# Fingerprints on M&P



## Bret (Dec 14, 2007)

I have fingerprints on my latest batch of m&p. What's the easiest way to get them off?


----------



## reallyrita (Dec 14, 2007)

*Fingerprints on MandP soap*

You know, Bret....I have been wondering about this myself.  I have made alot of MandP in the past few months, although now I am CP soaping.  I ran into this fingerprint problem early on and I would love to have an answer.  What I ended up doing was wearing latex or vinyl gloves for the unmolding and wrapping.  Basically, I never touched the unmolded soap with bare fingers...and even at that, I limited my handling of the product.  I have noticed that the fingerprints do not show up on the soap when it is no longer fresh out of the mold.  But then, I live in a very very dry climate so I do not have sticky or moisture problems with MandP to begin with.


----------



## dragonfly princess (Dec 14, 2007)

Has my son been visiting you guys and putting his fingers in your soap too?

Little turd!!!


----------



## Bret (Dec 14, 2007)

I didn't even think about gloves until I was done unmolding it  

No dragon, just my husband, who wanted to "help"!


----------



## dragonfly princess (Dec 14, 2007)

oh ok!!!  I am glad mine doesn't want to help!  I would have to help my foot in his butt!  He would mess up the delicate nature of the project!   Love him to death tho!!!


----------



## Tabitha (Dec 14, 2007)

Hey guys, I should make you pay me for this trade secret, but I won't.

Lightly mist the soap with rubbing alcohol.

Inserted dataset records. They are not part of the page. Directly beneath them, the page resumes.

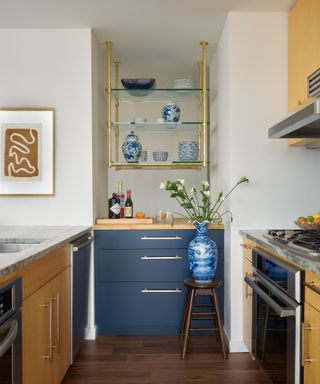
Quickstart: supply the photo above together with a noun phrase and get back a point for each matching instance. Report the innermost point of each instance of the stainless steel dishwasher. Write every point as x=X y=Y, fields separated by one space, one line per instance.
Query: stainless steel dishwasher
x=80 y=269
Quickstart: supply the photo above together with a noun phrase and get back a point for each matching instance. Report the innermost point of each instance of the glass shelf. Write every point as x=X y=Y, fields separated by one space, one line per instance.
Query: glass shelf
x=184 y=126
x=198 y=165
x=157 y=94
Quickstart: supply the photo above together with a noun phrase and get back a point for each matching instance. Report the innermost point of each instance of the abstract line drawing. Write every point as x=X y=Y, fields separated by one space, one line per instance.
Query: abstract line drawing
x=21 y=153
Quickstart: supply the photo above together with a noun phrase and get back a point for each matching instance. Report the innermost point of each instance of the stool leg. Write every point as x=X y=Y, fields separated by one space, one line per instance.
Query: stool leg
x=221 y=332
x=183 y=323
x=187 y=325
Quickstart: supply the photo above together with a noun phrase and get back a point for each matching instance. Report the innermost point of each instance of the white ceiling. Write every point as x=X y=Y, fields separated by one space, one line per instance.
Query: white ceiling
x=162 y=35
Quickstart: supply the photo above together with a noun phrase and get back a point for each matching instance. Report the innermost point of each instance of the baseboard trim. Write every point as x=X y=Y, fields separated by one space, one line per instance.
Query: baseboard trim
x=91 y=333
x=235 y=346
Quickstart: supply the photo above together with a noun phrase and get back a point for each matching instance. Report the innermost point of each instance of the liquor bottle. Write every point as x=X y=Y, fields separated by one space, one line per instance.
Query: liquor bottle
x=114 y=207
x=120 y=196
x=128 y=207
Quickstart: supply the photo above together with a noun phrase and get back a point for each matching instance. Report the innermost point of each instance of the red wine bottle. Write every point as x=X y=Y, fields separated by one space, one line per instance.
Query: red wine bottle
x=128 y=207
x=114 y=207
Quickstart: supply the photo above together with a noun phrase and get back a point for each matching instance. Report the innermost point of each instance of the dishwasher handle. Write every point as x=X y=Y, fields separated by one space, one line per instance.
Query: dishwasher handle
x=12 y=328
x=82 y=242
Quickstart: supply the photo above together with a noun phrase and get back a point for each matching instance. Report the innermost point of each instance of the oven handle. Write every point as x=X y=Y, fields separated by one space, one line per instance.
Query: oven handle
x=280 y=311
x=11 y=335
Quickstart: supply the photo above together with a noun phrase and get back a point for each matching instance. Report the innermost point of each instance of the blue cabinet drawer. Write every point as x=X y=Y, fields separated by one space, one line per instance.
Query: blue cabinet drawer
x=141 y=265
x=139 y=308
x=130 y=239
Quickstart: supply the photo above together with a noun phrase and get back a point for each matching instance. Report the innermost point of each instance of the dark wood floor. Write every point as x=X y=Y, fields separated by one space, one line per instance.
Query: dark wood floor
x=156 y=360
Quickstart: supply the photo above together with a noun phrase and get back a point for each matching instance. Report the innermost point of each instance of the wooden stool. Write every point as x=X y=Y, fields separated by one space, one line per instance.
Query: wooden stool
x=214 y=314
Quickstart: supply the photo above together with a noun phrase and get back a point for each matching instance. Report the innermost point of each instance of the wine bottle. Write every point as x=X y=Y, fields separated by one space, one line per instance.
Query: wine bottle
x=114 y=207
x=128 y=207
x=121 y=197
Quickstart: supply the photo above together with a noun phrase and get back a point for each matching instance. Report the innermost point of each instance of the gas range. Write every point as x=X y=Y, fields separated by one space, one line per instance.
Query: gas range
x=305 y=243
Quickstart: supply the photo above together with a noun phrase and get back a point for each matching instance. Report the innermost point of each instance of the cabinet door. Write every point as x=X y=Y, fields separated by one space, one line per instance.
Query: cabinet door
x=303 y=49
x=311 y=352
x=247 y=305
x=35 y=337
x=60 y=298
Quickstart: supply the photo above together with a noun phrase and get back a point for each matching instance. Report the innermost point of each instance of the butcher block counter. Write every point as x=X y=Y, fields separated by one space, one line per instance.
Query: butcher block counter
x=136 y=224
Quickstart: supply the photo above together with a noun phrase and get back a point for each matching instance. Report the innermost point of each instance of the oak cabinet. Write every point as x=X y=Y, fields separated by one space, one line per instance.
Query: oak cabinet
x=303 y=49
x=46 y=321
x=311 y=330
x=311 y=351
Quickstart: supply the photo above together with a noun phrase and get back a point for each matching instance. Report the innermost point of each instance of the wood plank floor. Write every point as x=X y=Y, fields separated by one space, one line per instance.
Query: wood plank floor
x=156 y=360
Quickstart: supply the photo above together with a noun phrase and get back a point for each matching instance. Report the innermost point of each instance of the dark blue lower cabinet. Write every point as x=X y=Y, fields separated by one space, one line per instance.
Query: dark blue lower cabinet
x=140 y=308
x=139 y=277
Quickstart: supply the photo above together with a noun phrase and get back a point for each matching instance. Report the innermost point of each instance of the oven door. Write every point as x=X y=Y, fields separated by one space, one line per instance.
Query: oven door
x=10 y=350
x=276 y=322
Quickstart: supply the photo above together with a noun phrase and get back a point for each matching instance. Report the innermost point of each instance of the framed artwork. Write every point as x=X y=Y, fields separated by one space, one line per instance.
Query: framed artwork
x=27 y=152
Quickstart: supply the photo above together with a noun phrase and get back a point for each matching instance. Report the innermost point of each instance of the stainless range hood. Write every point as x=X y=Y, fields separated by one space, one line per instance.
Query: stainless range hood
x=302 y=124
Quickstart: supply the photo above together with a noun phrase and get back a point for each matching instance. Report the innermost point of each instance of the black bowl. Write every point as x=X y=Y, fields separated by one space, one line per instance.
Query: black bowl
x=138 y=83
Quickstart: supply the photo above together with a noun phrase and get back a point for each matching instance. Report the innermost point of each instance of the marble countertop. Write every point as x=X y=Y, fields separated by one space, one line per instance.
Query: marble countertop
x=48 y=238
x=306 y=262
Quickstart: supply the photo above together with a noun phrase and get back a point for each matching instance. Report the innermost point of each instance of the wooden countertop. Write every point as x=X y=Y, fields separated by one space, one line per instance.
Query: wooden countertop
x=178 y=223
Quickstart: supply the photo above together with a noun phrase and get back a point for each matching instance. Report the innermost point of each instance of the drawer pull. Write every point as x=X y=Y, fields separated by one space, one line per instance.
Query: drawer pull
x=161 y=238
x=146 y=290
x=313 y=287
x=161 y=258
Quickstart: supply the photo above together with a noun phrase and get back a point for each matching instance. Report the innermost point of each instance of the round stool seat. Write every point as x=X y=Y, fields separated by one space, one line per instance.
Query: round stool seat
x=191 y=283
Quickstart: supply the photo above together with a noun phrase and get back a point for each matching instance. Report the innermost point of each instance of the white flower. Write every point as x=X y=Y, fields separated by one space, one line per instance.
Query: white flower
x=205 y=184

The fingerprints will disapear as the alcohol evaporates :wink: .


----------



## reallyrita (Dec 14, 2007)

*fingerprints on MandP soap*

Wow!  alcohol to the rescue once more!  Thanks, Tabithia!  I will be making another round or two of MandP for family Christmas gifts before the big day and this is good to know!!  My CP soaps (still curing out) are just for me.  I have a whole lot of practicing to do before I feel good about giving those away as gifts.


----------



## pepperi27 (Dec 14, 2007)

I just use gloves


----------



## dragonfly princess (Dec 15, 2007)

Well lemme just tell ya Tab, the finger prints in my soap usually sink in about 1/2" so I am thinkin that alcohol won't help me   Gotta love melt and pour and melt and melt and melt, then SMACK "keep your hands out of my darn soap little turd"   :twisted:


----------



## Tabitha (Dec 15, 2007)

Dang girl, why you starng arm-ing your soap :? ?


----------



## dragonfly princess (Dec 15, 2007)

Not me silly head!!  My son, he has ADD so he has to touch everything!!!  Well he doesn't know that you can touch something lightly.


----------



## Soapmaker Man (Dec 15, 2007)

Touch, I think he's poking holes in your soap, Dragon.    I thought about the alcohol too.  I use that on CP as well for this purpose and to buff the bars!

Paul.... :wink:


----------



## Tabitha (Dec 15, 2007)

Ah yess, my ADHD daughter will poke a hole in everyone of mine too! I get that!


----------



## dragonfly princess (Dec 15, 2007)

Does your daughter have to smell EVERYTHING????  geez that gets annoying!!!


----------



## Tabitha (Dec 15, 2007)

Smells everything & taste everything... EVERYTHING! She also has to see what happens if you scratch everything. It's probably a higher intelligence thing where they are acting as mini scientist & invetigating, but sheesh...


----------



## dragonfly princess (Dec 15, 2007)

I am there with ya!  Makes me crazy!!


----------